I am wondering if it is possible to extract the column name, data type, and one sample value from a database table with a single PostgreSQL query. I'm aiming to do this for all columns of one table.

Feels like a variable is needed for the column name so you can use it when querying the table for the sample value but Postgres doesn't support this in plain SQL statement (How to declare a variable in a PostgreSQL query).

I can achieve this through hard-coding a single value but any suggestions on whether this is possible to do for each column of the table (join each one using its name in a select statement to obtain the single sample value)?

column   | data_type | sample_val
--------------------------------
foo_col1 |   text    | NULL
foo_col2 |   text    | 'foo_val2'
foo_col3 |   text    | NULL
select column_name as column, data_type, sample_val
from information_schema.columns t1
join pg_class t2 on (t1.table_name = t2.relname)
left outer join pg_description t3 on (t2.oid = t3.objoid and t3.objsubid = t1.ordinal_position)

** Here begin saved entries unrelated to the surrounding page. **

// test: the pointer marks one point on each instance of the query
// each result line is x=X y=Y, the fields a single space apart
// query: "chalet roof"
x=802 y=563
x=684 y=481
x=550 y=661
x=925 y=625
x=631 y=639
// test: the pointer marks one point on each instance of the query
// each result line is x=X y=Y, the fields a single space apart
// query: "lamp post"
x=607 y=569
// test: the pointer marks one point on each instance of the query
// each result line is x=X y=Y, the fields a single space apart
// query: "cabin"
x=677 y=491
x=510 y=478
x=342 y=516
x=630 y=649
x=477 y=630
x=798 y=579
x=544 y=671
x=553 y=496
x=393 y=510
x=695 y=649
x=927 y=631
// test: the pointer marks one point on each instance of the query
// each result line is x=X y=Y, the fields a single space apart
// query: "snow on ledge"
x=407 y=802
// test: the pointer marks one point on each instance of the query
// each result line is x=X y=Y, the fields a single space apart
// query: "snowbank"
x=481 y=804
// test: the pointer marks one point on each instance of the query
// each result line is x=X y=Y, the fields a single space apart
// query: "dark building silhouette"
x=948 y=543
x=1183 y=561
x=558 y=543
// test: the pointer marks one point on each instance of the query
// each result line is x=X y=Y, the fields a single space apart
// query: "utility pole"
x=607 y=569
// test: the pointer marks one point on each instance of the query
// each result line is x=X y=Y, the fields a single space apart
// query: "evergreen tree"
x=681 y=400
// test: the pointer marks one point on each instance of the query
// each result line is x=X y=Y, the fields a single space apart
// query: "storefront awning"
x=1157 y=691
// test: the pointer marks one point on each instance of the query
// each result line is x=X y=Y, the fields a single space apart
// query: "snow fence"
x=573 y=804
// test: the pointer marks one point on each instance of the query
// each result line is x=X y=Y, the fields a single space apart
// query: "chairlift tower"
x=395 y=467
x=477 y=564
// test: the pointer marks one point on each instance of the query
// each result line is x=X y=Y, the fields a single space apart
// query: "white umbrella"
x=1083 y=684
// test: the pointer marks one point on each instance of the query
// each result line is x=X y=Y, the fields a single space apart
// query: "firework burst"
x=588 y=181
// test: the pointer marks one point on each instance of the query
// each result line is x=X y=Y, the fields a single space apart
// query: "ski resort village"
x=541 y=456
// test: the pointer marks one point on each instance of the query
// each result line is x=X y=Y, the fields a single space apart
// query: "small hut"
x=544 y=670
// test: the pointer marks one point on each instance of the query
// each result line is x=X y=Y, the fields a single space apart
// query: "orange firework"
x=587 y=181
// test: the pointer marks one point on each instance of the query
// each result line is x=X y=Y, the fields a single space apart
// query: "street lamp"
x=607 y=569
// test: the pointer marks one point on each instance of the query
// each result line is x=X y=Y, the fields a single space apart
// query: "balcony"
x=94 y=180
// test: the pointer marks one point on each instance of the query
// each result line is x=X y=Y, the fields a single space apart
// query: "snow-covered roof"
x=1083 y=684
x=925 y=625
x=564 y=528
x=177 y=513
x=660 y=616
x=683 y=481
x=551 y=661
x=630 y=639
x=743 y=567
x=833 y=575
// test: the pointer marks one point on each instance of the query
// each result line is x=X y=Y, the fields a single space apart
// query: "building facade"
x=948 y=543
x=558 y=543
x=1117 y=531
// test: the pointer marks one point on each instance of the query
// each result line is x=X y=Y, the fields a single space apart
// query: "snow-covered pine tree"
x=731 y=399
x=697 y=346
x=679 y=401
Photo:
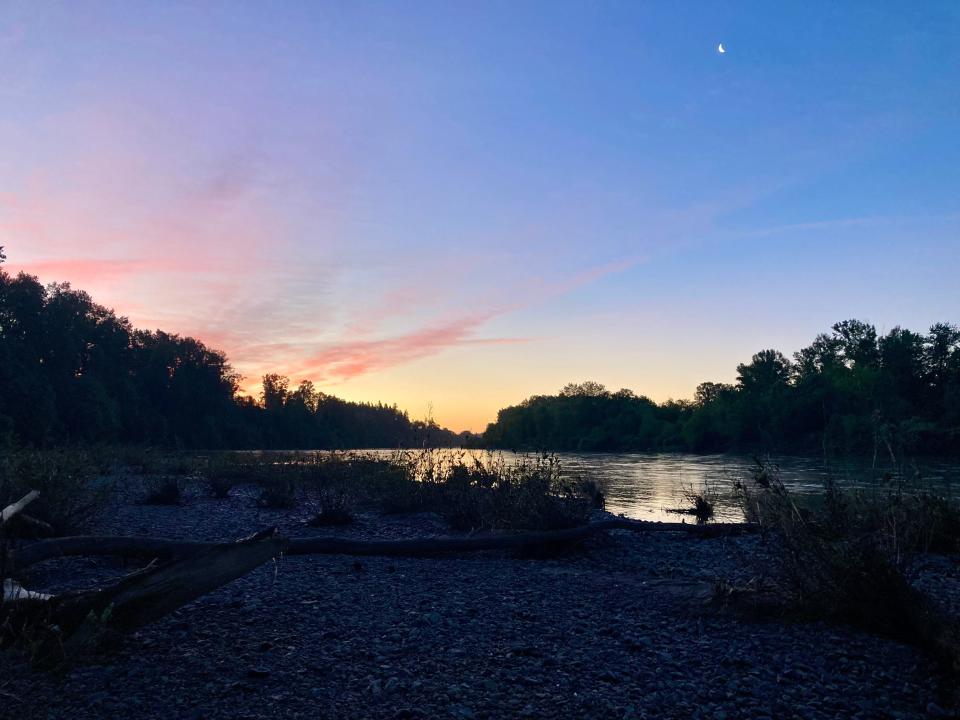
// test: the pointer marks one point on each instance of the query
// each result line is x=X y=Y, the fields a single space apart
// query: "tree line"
x=850 y=391
x=74 y=372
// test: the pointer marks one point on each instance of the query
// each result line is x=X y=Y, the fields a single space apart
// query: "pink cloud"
x=346 y=360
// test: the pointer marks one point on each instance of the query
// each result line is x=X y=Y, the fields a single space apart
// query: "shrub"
x=164 y=491
x=334 y=509
x=278 y=495
x=700 y=503
x=528 y=495
x=848 y=556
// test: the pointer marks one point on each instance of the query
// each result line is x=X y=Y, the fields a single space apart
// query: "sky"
x=452 y=206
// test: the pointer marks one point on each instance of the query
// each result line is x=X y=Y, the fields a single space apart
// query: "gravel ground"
x=615 y=630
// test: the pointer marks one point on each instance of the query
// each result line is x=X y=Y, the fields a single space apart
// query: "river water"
x=647 y=485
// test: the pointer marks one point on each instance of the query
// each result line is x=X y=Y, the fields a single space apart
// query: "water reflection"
x=646 y=485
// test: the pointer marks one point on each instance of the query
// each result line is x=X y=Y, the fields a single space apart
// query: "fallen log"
x=421 y=547
x=11 y=510
x=135 y=600
x=15 y=592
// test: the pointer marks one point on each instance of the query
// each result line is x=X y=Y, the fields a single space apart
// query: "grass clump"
x=849 y=556
x=530 y=494
x=334 y=509
x=699 y=503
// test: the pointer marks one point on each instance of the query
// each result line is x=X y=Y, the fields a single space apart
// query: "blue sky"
x=464 y=204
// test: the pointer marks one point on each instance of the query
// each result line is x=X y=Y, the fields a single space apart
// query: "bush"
x=334 y=509
x=849 y=556
x=280 y=494
x=164 y=491
x=528 y=495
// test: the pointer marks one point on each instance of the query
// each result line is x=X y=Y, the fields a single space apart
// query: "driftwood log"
x=146 y=547
x=135 y=600
x=12 y=510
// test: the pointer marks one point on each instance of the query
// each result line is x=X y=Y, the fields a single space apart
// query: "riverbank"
x=620 y=628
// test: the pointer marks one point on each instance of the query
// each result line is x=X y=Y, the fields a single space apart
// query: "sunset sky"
x=461 y=204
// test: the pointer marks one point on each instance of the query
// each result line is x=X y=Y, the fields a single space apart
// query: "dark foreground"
x=619 y=629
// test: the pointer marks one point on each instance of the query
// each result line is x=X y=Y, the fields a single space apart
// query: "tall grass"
x=850 y=556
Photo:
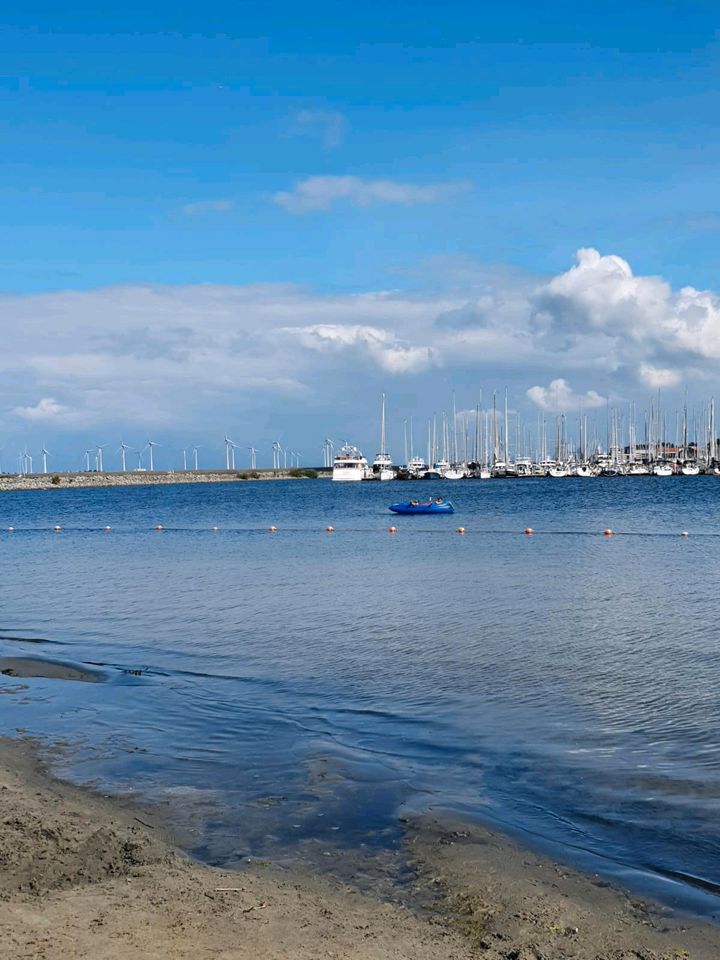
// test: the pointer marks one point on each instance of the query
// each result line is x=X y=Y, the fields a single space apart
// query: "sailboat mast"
x=506 y=434
x=382 y=424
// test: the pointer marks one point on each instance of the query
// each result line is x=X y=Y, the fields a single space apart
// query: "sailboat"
x=382 y=468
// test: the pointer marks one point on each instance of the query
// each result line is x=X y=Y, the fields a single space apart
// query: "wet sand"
x=48 y=669
x=86 y=876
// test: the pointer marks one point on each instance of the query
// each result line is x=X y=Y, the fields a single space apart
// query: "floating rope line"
x=526 y=532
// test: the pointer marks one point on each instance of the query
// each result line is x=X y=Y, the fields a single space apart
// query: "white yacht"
x=416 y=466
x=381 y=469
x=349 y=464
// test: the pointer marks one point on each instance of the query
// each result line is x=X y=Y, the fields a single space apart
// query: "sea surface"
x=296 y=693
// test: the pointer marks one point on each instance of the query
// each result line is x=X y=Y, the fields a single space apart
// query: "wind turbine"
x=149 y=448
x=121 y=450
x=230 y=448
x=98 y=457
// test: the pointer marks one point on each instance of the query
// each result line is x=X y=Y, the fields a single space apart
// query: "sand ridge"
x=84 y=876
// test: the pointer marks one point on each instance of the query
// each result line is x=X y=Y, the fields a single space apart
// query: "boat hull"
x=413 y=508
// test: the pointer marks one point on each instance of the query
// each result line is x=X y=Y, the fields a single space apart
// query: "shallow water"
x=296 y=692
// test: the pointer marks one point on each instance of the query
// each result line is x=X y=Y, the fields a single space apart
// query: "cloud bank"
x=184 y=357
x=319 y=194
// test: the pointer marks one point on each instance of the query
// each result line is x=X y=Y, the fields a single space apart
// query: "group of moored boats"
x=493 y=455
x=350 y=464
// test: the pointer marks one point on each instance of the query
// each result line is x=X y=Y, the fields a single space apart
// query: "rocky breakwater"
x=55 y=481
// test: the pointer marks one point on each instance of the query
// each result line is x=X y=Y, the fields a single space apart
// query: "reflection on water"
x=301 y=689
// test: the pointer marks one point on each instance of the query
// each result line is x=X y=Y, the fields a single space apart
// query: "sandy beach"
x=84 y=875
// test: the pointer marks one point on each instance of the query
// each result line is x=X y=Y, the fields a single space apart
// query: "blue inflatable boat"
x=414 y=506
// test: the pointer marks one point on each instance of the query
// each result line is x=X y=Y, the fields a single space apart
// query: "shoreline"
x=85 y=875
x=145 y=478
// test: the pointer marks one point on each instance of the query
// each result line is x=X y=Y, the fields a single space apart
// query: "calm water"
x=299 y=691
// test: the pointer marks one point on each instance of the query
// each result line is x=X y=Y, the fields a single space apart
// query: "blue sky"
x=432 y=153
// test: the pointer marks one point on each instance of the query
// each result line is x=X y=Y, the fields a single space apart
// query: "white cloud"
x=559 y=397
x=657 y=378
x=321 y=193
x=200 y=207
x=329 y=126
x=382 y=346
x=45 y=409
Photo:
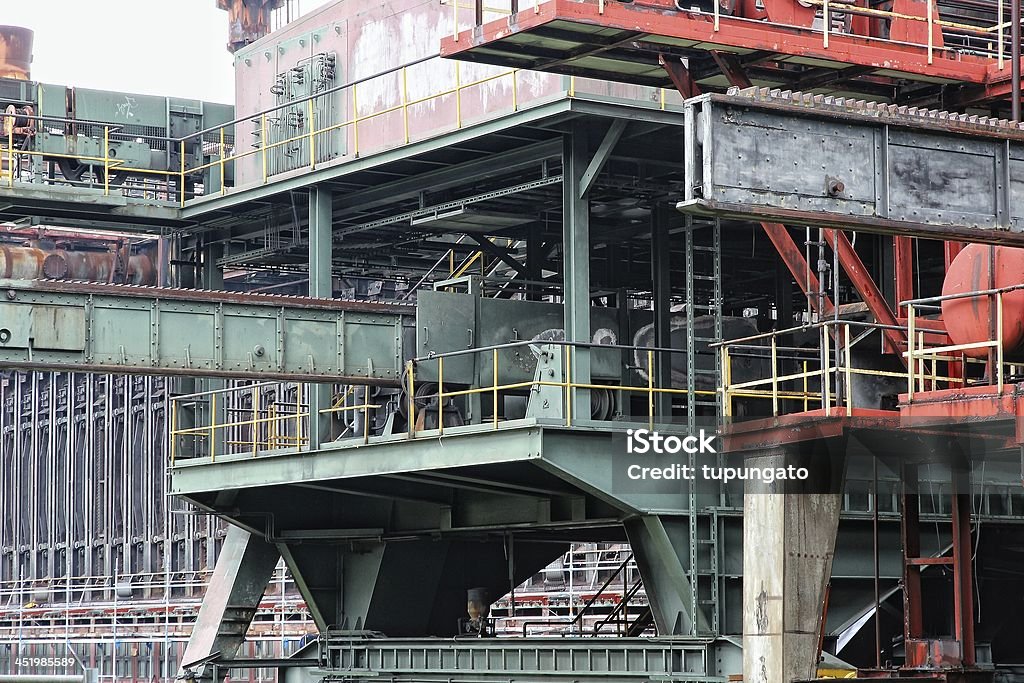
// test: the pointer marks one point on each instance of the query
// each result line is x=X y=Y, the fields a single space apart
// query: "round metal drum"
x=972 y=319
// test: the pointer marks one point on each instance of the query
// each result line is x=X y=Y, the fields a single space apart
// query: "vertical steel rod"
x=1015 y=55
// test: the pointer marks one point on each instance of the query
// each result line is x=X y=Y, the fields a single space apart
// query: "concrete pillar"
x=788 y=544
x=321 y=285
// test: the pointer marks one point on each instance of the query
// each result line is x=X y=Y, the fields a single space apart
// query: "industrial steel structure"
x=487 y=241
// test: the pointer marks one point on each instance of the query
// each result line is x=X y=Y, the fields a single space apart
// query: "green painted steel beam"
x=140 y=330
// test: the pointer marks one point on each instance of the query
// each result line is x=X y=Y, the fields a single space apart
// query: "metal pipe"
x=1015 y=51
x=34 y=263
x=42 y=678
x=15 y=52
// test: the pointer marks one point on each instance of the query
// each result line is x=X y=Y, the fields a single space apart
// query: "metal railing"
x=109 y=163
x=563 y=381
x=823 y=375
x=926 y=358
x=969 y=33
x=253 y=419
x=250 y=419
x=796 y=378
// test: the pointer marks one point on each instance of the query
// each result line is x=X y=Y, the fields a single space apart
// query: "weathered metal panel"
x=788 y=157
x=150 y=330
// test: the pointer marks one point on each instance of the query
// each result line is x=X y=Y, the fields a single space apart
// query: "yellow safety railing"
x=314 y=131
x=794 y=378
x=924 y=357
x=11 y=155
x=244 y=420
x=565 y=384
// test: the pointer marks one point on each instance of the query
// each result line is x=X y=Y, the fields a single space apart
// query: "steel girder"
x=750 y=155
x=138 y=330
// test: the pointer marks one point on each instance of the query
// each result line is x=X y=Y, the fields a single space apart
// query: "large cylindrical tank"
x=33 y=263
x=972 y=319
x=15 y=52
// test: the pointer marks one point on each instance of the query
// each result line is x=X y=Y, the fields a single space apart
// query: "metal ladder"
x=704 y=254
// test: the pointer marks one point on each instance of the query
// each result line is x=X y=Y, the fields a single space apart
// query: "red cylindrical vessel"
x=15 y=52
x=972 y=319
x=33 y=263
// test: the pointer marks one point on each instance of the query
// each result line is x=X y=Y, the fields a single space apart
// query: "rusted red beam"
x=868 y=291
x=680 y=75
x=903 y=260
x=730 y=66
x=907 y=60
x=914 y=31
x=798 y=266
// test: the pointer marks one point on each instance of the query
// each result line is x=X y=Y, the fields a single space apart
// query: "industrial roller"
x=972 y=319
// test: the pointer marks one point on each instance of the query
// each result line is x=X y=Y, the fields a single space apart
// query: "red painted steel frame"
x=868 y=291
x=736 y=33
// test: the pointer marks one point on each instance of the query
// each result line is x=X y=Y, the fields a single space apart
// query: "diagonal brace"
x=868 y=291
x=602 y=156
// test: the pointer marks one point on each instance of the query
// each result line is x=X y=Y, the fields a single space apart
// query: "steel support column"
x=213 y=280
x=321 y=223
x=963 y=572
x=576 y=263
x=913 y=624
x=903 y=266
x=790 y=530
x=660 y=263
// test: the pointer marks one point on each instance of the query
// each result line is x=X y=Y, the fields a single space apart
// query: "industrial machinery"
x=73 y=136
x=505 y=276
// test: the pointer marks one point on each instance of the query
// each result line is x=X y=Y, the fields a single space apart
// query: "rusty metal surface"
x=15 y=52
x=34 y=263
x=248 y=20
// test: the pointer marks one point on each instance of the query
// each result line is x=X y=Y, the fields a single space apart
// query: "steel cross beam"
x=866 y=171
x=779 y=237
x=154 y=331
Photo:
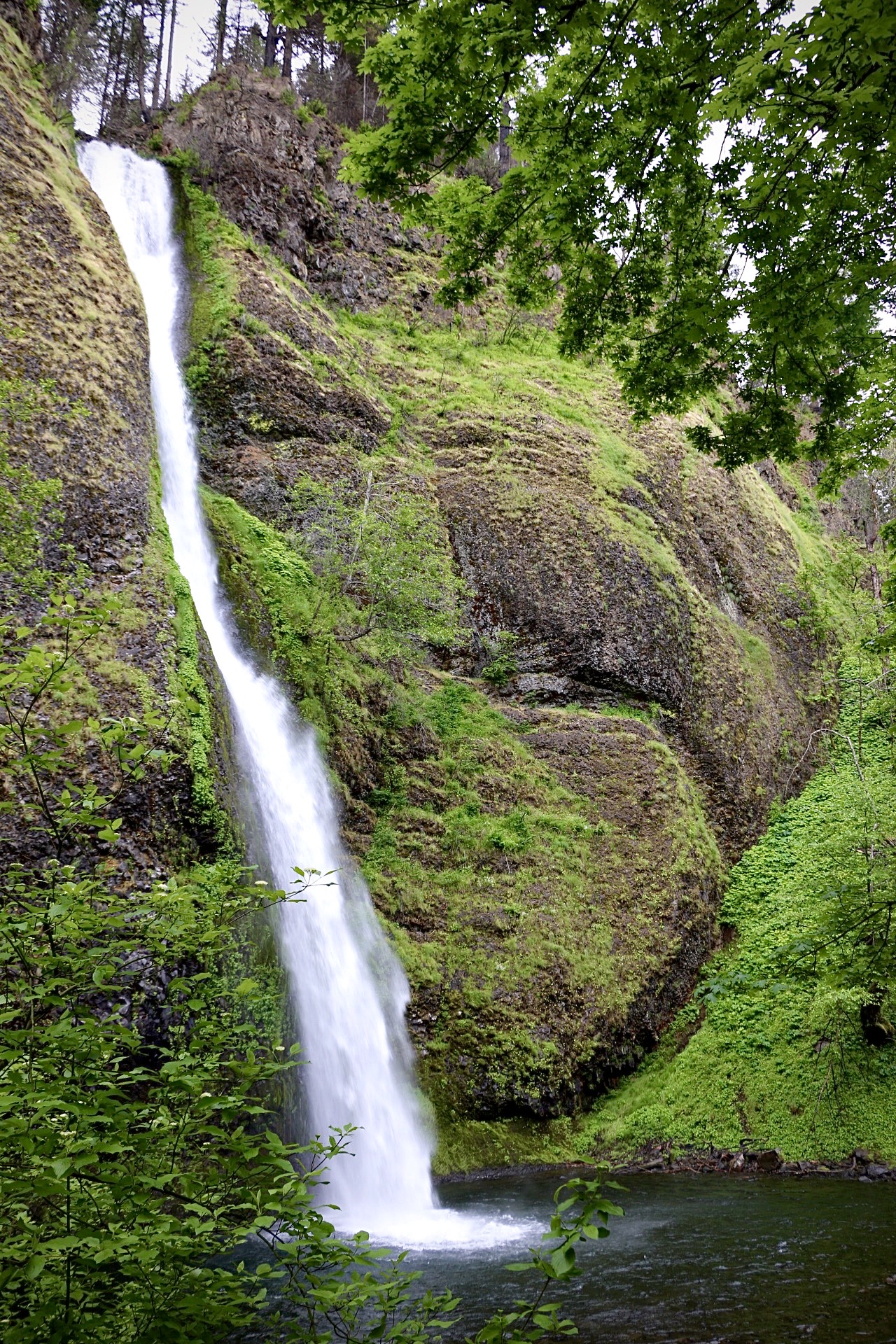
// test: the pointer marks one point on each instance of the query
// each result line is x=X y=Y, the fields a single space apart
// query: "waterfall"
x=347 y=986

left outer join (select CAST('foo_col2' AS text) as foo_col2, foo_col2 as sample_val from foo_schema.foo_table limit 1) n2
on (n2.foo_col2 = column_name)

where table_schema = 'foo_schema'
and table_name = 'foo_table'
order by ordinal_position
Andrew Goss
  • 45
  • 1
  • 6

1 Answers1

0

You can use a variation of row count for all tables for this:

select c.table_schema, c.table_name,
       c.column_name,
       c.data_type,
       (xpath('/table/row/'||column_name||'/text()', 
          query_to_xml(format('select %I 
                               from %I.%I limit 1', c.column_name, c.table_schema, c.table_name), true, false, '')))[1]::text as sample_value
from information_schema.columns c 
where table_schema = 'foo_schema';

query_to_xml() will run the query and format the result as XML. The xpath() function then extracts that column value from the XML.

This is quite expensive as the query is run once for each column, not once for each table. Note that the sample values might not be from the same row.

You can optimize this by just running one query per table and then joining that result back to the columns:

with samples as (
  select table_schema, 
         table_name, 
         query_to_xml(format('select * from %I.%I limit 1', table_schema, table_name), true, false, '') as sample_row
  from information_schema.tables 
  where table_schema = 'foo_schema'
)
select c.table_schema, c.table_name,
       c.column_name,
       c.data_type,
       (xpath('/table/row/'||column_name||'/text()', s.sample_row))[1]::text as sample_value
from information_schema.columns c 
  join samples s on (s.table_schema, s.table_name) = (c.table_schema, c.table_name);

With the above, all sample values are from the same row.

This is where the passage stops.